Windmill, Ballough, Co. Dublin
Co. Dublin |
Kilns
In a flat stretch of north County Dublin, a barely perceptible rise in a field is all that remains of what was once a working windmill.
Without knowing what to look for, you would walk straight past it. The circular base, some 18.5 metres in diameter, sits within a surrounding ditch, and together these features preserve the ghost of a structure that ground grain for a farming community somewhere in the post-1700 landscape of the Dublin coast.
The site was recorded on the Ordnance Survey's six-inch map of 1837, one of the most systematic cartographic exercises ever undertaken in Ireland, which means the mill was already a known landmark, or perhaps already a ruin, when surveyors passed through Ballough in the early nineteenth century. The ditch encircling the base is still visible today, though it is shallower than it once was; the landowner noted that it had been considerably deeper before levelling work was carried out around 1985. At that point the ditch measured roughly eight metres wide and forty centimetres deep, reduced from what would once have been a more pronounced earthwork. The site was documented by archaeologist Geraldine Stout, whose notes form the basis of the formal record.
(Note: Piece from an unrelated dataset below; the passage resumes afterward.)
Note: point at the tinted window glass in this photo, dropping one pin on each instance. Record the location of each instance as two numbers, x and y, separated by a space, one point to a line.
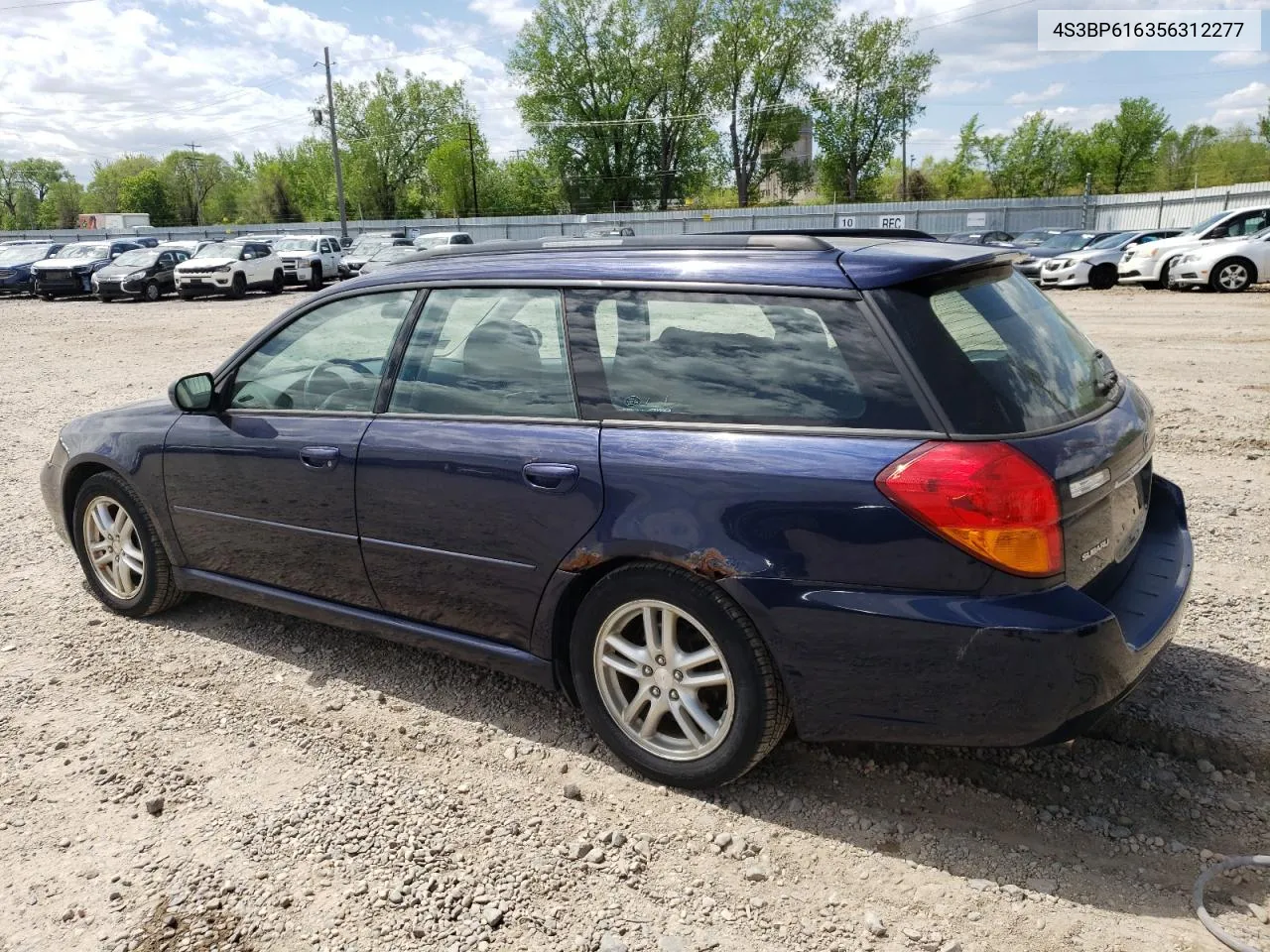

Ballough is a quiet coastal townland, and the site sits in agricultural ground that is not set up for visitors in any formal sense. There are no markers or interpretive panels. The raised circular platform is the thing to look for, low and subtle against the surrounding field, and the slight depression of the ditch around it. The area is best approached with the landowner's awareness, and the detail that repays attention is the scale of that base diameter, nearly nineteen metres across, which gives a sense of how substantial the original tower must have been before it disappeared entirely from the ground above.